Geeint hinter dem europafreundlichen Warschauer Bürgermeister hat die Opposition im Land unserer Nachbarn – auf lange Sicht – die Chance, die Macht der Regierungspartei PiS zu brechen. Allerdings erfordert das einen langen Atem und die Bündelung der Kräfte. Die kurzfristige Perspektive lässt nicht unbedingt Gutes erahnen. Duda bleibt weitere fünf Jahre im Amt, und falls er sich nicht von dem Gängelband der PiS emanzipiert, wird deren Parteichef Jaroslaw Kaczynski die verbleibenden drei Jahre bis zu den Parlamentswahlen nutzen, um den autoritären Umbau des Staates zu forcieren.

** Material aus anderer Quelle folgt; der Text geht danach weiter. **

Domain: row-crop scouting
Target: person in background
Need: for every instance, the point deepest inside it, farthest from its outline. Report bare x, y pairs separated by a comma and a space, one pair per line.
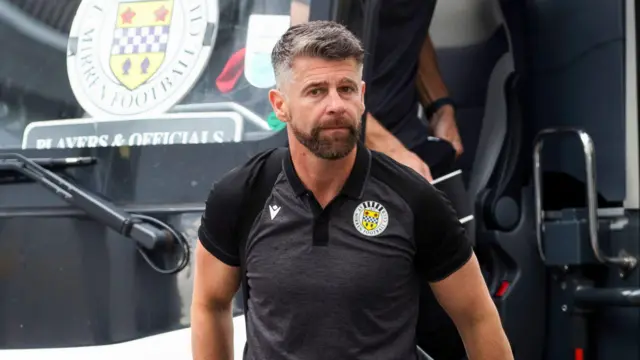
404, 76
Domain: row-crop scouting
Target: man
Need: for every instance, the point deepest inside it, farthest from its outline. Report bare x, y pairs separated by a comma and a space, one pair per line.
338, 237
404, 74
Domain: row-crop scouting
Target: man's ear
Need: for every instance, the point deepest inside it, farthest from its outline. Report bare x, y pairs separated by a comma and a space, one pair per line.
363, 88
279, 105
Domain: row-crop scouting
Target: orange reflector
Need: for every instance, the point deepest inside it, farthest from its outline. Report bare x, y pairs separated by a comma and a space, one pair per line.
503, 288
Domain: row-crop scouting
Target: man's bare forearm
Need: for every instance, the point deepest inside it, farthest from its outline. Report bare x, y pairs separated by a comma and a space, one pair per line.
211, 333
486, 340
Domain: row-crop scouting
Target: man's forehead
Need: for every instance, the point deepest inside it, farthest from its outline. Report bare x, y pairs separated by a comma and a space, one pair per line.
308, 69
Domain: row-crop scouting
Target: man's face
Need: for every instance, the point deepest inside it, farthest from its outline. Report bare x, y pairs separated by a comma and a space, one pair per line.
322, 102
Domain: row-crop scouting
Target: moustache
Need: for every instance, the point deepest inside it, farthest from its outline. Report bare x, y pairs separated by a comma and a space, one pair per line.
334, 123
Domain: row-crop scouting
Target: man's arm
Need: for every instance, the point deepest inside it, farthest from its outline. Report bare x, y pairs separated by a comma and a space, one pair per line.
446, 260
378, 138
217, 261
215, 283
465, 297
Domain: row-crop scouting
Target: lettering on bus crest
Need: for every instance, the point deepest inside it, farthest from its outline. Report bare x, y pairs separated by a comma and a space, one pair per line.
138, 57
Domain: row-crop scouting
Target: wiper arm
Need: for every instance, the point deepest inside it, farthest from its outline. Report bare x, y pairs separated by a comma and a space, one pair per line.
120, 221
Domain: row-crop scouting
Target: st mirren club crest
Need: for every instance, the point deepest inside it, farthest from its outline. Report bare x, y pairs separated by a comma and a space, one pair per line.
138, 57
370, 218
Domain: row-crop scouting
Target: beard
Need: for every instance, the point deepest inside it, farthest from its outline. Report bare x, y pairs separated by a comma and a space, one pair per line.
332, 146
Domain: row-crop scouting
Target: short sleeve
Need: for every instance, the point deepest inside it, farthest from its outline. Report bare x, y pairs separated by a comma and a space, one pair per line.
442, 243
219, 220
220, 229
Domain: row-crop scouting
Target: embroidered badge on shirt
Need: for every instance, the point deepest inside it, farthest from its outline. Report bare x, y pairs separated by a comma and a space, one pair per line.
370, 218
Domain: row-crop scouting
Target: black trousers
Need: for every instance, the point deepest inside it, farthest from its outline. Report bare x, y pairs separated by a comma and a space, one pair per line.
436, 333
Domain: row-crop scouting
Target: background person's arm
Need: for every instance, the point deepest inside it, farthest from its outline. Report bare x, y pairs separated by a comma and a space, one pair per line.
215, 283
431, 87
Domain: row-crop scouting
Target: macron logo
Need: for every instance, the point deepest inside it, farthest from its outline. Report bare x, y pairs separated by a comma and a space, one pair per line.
273, 210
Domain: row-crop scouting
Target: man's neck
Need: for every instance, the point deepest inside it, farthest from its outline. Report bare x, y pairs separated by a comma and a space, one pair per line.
324, 178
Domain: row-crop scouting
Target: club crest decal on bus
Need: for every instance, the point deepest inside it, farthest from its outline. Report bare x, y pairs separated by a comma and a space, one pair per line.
133, 57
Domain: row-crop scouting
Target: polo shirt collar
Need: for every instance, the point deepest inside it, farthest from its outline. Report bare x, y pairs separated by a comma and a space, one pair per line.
353, 187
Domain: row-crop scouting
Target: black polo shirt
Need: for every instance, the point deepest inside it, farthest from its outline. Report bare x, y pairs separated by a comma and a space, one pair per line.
339, 282
392, 97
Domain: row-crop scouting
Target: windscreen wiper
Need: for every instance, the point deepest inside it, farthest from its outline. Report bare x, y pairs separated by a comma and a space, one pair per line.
147, 235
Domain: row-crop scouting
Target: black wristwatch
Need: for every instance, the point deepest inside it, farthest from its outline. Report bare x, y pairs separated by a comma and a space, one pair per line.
436, 105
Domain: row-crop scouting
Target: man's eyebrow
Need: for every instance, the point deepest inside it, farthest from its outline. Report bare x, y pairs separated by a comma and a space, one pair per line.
350, 81
315, 84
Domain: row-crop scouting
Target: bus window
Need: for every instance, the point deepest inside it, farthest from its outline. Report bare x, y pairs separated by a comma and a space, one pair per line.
139, 73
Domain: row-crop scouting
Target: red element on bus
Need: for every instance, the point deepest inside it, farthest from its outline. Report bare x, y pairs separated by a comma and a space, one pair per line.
231, 72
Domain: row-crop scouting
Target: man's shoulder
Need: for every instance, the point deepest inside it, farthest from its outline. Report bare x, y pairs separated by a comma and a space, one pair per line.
387, 169
243, 178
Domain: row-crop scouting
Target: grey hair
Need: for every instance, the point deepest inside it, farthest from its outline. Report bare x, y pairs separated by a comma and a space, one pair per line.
323, 39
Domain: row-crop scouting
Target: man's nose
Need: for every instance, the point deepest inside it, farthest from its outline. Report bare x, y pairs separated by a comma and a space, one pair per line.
336, 102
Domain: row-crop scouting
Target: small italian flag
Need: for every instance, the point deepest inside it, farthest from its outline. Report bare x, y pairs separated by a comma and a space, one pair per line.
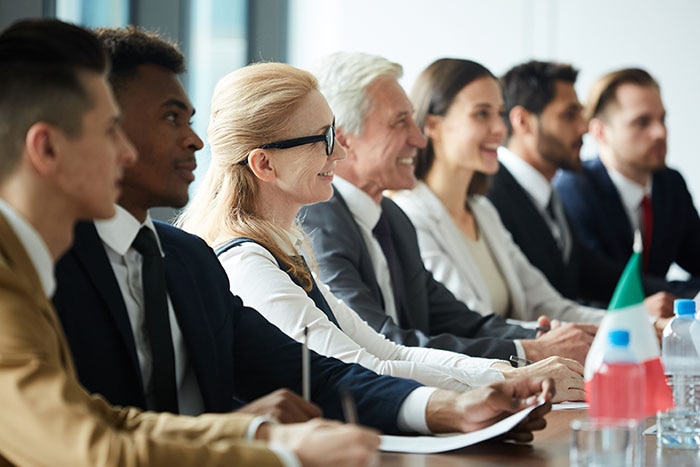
627, 311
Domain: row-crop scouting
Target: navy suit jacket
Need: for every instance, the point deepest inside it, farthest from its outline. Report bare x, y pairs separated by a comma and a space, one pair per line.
586, 276
236, 353
597, 214
433, 316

Ist der 48-jährige Duda aber auf ein politisches Wirken nach seiner zweiten und letzten Amtszeit bedacht, sollte er seine verfassungsmäßige Rolle ernstnehmen und sich nicht länger als gefügigen „Kugelschreiber“ der Regierung verstehen. Der polnische Präsident hat von Amts wegen das Recht, sein Veto gegen demokratie- und rechtsstaatsfeindliche Gesetze einzulegen. Er kann den Durchmarsch der PiS stoppen und zur Befriedung des gespaltenen Landes beitragen.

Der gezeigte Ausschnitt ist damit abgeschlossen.